People who had been staying home for months boarded subways and buses as the most populous U.S. city began Phase One of its hopeful journey toward economic recovery.
“This is clearly the hardest place in America to get to this moment because we’re the epicenter,” Mayor Bill de Blasio told a news conference at the Brooklyn Navy Yard.
New York, by far the hardest-hit U.S. city, on Monday reported the rate of people testing positive for the coronavirus fell to a new low of 3%, well below its threshold for reopening of 15%, de Blasio said.
As some 400,000 workers head back to 32,000 construction sites, wholesale and manufacturing centers and some retail sites across the city, de Blasio urged them to wear face masks and use social distancing to keep COVID-19 cases on a downward trend – particularly those who use mass transit to get to work.
Subway rider Jim Duke, who commutes from the New York suburb of Putnam County, said normally packed trains had few enough riders to accommodate social distancing from other commuters.

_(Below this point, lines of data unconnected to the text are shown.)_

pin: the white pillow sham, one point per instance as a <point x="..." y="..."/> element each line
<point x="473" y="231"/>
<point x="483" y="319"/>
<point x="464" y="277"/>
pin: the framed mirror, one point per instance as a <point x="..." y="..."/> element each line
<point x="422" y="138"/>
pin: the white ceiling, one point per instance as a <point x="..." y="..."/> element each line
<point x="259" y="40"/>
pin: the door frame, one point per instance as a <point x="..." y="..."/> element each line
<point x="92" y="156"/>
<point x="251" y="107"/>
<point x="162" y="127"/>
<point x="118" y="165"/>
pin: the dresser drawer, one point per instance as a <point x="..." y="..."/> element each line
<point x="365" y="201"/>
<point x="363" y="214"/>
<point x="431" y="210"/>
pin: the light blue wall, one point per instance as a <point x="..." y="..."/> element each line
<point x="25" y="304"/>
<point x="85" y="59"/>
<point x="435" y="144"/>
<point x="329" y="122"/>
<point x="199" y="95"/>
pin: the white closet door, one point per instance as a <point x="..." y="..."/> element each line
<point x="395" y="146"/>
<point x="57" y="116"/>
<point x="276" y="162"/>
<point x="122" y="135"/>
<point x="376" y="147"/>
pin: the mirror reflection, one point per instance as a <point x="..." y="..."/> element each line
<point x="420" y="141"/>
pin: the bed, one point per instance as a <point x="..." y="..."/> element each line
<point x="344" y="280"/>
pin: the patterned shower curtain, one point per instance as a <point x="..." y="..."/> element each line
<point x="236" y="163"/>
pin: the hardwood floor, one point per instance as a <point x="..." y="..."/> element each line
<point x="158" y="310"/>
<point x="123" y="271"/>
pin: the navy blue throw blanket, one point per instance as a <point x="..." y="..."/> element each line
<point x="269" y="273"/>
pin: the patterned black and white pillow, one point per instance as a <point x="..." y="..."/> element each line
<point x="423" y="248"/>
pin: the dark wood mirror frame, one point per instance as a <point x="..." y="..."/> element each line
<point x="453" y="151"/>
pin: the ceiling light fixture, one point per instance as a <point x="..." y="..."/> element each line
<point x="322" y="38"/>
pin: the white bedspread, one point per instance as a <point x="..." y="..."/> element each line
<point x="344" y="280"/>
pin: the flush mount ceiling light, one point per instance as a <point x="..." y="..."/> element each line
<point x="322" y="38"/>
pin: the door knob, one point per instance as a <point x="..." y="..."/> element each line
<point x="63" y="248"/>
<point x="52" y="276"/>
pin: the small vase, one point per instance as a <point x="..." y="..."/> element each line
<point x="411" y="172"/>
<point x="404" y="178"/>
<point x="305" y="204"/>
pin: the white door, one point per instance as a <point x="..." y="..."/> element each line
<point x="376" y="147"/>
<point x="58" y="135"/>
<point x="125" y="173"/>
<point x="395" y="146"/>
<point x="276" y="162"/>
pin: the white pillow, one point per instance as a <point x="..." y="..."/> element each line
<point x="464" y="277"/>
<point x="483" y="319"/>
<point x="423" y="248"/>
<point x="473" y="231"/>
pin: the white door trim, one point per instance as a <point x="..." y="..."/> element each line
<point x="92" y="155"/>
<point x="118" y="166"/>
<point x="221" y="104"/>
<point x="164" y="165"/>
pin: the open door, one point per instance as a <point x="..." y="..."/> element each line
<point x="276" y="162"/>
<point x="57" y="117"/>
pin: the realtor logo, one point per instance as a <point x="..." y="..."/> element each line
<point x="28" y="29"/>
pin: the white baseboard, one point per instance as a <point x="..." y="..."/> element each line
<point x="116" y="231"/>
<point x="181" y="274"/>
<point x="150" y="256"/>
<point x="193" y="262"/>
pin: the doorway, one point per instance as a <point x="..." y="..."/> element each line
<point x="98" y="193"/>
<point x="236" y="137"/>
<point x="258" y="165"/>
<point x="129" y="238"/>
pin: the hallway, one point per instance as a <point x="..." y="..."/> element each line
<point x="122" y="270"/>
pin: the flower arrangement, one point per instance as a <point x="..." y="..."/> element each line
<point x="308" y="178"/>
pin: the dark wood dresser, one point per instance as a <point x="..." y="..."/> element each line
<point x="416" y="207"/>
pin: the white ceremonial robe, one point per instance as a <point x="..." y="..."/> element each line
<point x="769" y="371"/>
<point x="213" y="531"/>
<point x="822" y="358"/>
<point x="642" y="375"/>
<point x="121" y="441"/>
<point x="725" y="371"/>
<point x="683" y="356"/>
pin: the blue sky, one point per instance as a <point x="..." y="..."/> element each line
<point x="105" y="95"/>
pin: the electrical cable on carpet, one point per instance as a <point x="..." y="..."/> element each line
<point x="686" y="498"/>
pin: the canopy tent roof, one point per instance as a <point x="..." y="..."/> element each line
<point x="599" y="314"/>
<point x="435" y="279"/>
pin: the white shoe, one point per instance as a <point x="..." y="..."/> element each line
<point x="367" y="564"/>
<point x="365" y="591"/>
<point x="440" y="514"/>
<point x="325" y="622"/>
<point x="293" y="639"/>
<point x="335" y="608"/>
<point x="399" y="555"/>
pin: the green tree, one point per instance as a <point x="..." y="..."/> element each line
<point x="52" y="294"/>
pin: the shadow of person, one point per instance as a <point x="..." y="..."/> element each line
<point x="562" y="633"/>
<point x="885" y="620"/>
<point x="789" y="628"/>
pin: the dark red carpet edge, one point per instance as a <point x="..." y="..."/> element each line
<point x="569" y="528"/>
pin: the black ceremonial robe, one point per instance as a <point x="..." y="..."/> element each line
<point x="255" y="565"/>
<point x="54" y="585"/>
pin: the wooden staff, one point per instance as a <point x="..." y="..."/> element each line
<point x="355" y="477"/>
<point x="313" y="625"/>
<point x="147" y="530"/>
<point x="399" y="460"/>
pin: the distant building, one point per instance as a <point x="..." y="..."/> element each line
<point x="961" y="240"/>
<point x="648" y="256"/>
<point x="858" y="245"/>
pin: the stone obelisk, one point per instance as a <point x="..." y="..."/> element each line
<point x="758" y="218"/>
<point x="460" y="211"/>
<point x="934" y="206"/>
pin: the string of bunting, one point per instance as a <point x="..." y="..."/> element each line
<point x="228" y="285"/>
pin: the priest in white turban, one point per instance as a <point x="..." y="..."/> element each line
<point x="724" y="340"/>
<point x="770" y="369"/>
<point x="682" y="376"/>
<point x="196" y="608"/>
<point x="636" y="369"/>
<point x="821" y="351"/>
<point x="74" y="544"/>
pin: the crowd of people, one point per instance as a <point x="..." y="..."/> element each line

“There’s not a lot of people on there, so it’s fairly easy. So far,” said Duke, wearing a face mask.
New York Governor Andrew Cuomo noted that the rest of the state had already entered the same reopening phase without a jump in infections, largely because of restrictions that limit restaurants to serving guests only outdoors and retailers to making only curbside sales.
“If we follow those guidelines in New York City, there should not be a spike, just like there hasn’t been a spike across the rest of the state,” Cuomo said.
De Blasio said the city is opening 20 miles (32 km) of new bus routes and new bus lanes from June through October to increase spacing between mass transit passengers.
The mayor said he was cautiously monitoring the virus’ spread after thousands of protesters – many without masks – swarmed New York streets for daily marches against racism following the May 25 death of George Floyd in Minneapolis police custody, to be sure reopening can continue and eventually bring customers back to hair salons, restaurants and other businesses.